Through Sesame Street Communities, the not-for-profit organisation offers a central hub of online reference material around all manner of topics, among them is children’s mental health, anxiety and depression. The company is also looking to extend its outreach programme across the US, and eventually the world, by reaching out to communities and caregivers within them, be they doctors, teachers, services aligned with children’s wellbeing, and offer them the tools to engage with children on numerous topics.
The initiative – a relatively new launch for the company – is currently active in eight communities in the US. Its aim is to be across 35 communities in the next five years.
“This is just so aligned with our mission which is in order for children to have resiliency and well-being, you need to look at all areas of a child’s development, from cognitive to health, physical and emotional health,” says Betancourt.
“Around the world, children are facing so many challenges and trauma that we need to address that.”
Back with the Beano, and it’s clear that the studio behind this iconic piece of British
literature is working towards a similar vision as Blanco details the extent of its partnership with Young Minds.
“We have worked with our panel of Trendspotters, our group of nine to 12 year olds who share the latest crazes, trends and opinions from the playground, to guide us in the creation of content for Beano.com, which promotes YoungMinds’ messaging in Beano’s mischievous way. We have used our insight into what kids love and engage with to create videos to support Young Minds campaigns such as Rubber Chicken’s First Day and Rant Attack – Back to School.
These support YoungMinds’ Find Your Feet campaign which highlights potentially difficult transition times, such as moving up to secondary school.”
Blanco concludes by telling ToyNews that “this is a long-term partnership with YoungMinds,” and that there will “definitely be further content and promotion.”
It all begs the question, is this just the beginning of a movement of wellness and mental health focused projects in the children’s entertainment and play space?
“I think we are going to continue to see therapy-based, mental health type products emerging into the toy market, it just seems such an obvious space to fill,” suggests Williamson.
“We are talking about mental and emotional well-being more than ever, and with children experiencing more and more issues and challenges, the more we can reach them through the ways they communicate, i.e. play, the more we can do to keep that conversation and support going.”

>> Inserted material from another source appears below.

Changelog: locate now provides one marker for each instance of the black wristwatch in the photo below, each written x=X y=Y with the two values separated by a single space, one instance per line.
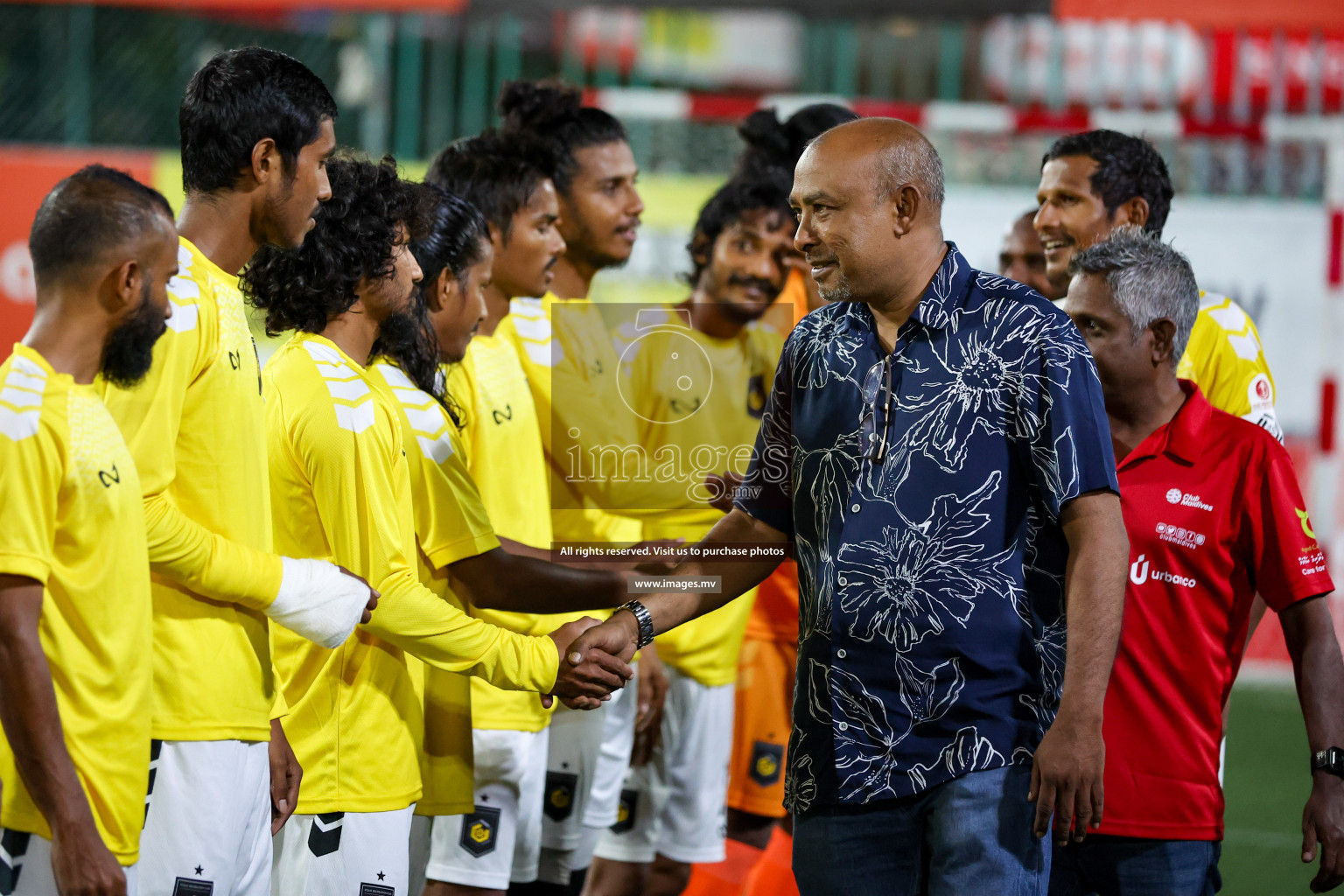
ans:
x=1329 y=760
x=646 y=620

Cutrist Comics’ Tottman, concludes: “I sincerely hope this is just the start. More needs to be done in the mental health awareness space for young people. There are resources and programmes out there for schools and children, but many of them are technical, wordy and overly detailed.
“I hope to see more of these conversations open up through toys, games, cartoons, entertainment, because that is how you will engage that younger audience far better than sitting them down and talking at them.”